No, once she left, it was best never to expect a woman to return.
Seth leaned forward, anyway, wishing the woman in the Cadillac didn’t look so much like Jenna. He didn’t trust his perceptions, though, no more than he could admit how her lovemaking had affected him. Model-tall and fire-hot, Jenna had burned in his arms like a flaming torch. She possessed wild, short, red-streaked hair and a trendy wardrobe of sequined sweaters, feathered earrings and capes that electrified Seth’s every last male nerve. Where he strictly wore muted browns and grays, Jenna’s wardrobe exploded in magenta and turquoise, violet and crimson. All brightly colored motion, she’d been like a bird, flitting around him while Seth stayed still as a statue.
Somehow they’d fit, though.
“Our bodies sure did,” he growled, gritting his teeth against the sudden, unwanted ache of his groin. Ever since he’d happened into the Soho gallery where she worked, he and Jenna had dated. Not seriously, they’d assured each other, even though they’d wound up in bed on the first date. The next evening, on the second, they’d ordered takeout and made love while devouring Chinese food, and on the third date they’d quit bothering with the food.
But it was only sex, they’d said.
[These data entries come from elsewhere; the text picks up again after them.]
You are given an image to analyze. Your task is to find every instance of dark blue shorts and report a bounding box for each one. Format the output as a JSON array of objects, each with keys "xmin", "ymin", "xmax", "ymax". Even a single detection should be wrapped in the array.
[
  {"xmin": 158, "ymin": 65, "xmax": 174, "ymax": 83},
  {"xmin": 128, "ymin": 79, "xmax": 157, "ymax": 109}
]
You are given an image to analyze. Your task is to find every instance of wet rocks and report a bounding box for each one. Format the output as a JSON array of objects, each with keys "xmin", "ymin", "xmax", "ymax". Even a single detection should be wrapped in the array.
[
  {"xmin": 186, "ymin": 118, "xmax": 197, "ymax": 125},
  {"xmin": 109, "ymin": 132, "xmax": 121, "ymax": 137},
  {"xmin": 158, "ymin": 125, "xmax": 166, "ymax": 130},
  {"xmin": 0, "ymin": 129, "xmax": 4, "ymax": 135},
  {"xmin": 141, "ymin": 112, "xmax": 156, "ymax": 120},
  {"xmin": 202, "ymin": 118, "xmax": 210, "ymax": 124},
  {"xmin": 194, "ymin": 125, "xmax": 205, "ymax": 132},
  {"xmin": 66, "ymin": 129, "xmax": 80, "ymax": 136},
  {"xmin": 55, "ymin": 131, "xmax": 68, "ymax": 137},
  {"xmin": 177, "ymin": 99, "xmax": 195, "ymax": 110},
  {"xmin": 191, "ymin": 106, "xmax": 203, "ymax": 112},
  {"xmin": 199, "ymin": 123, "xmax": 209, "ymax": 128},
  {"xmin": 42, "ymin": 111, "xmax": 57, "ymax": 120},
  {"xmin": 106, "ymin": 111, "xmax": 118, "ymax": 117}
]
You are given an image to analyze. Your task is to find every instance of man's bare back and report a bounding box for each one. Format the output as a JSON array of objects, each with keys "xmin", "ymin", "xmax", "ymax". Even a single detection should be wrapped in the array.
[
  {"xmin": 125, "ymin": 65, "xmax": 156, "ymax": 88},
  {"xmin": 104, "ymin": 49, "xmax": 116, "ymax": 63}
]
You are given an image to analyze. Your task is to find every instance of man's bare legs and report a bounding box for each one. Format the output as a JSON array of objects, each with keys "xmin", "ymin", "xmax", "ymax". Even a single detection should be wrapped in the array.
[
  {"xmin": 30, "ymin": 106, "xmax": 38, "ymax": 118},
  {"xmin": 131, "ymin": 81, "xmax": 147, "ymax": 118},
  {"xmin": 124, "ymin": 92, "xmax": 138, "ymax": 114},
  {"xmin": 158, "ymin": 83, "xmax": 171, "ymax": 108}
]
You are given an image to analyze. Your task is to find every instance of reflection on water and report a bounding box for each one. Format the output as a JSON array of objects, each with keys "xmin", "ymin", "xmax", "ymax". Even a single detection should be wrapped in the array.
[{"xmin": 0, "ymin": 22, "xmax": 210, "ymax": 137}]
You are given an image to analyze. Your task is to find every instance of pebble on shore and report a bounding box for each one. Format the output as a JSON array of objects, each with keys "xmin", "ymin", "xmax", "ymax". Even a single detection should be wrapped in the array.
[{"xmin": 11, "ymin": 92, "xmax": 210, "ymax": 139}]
Unusual chemical attraction. Nothing more.
They’d even gone months between dates as if to prove their continued emotional sovereignty. But now, as Seth stared at the car idling in the road, he admitted the truth. He still wanted her. He missed her like the devil.
Maybe he should have initiated a talk about their relationship before he left New York, but Jenna knew that wasn’t his style, didn’t she? Sighing, he tried to ignore the panic in his gut. He shouldn’t have minded the feeling. He was used to money deals and playing daily roulette with the stock market, and now that he had his own bank, the stakes were even higher. But when he made banking decisions, rows of neat, orderly figures backed him up. The panic he felt now was different. This panic was female-related, and Seth knew next to nothing about females.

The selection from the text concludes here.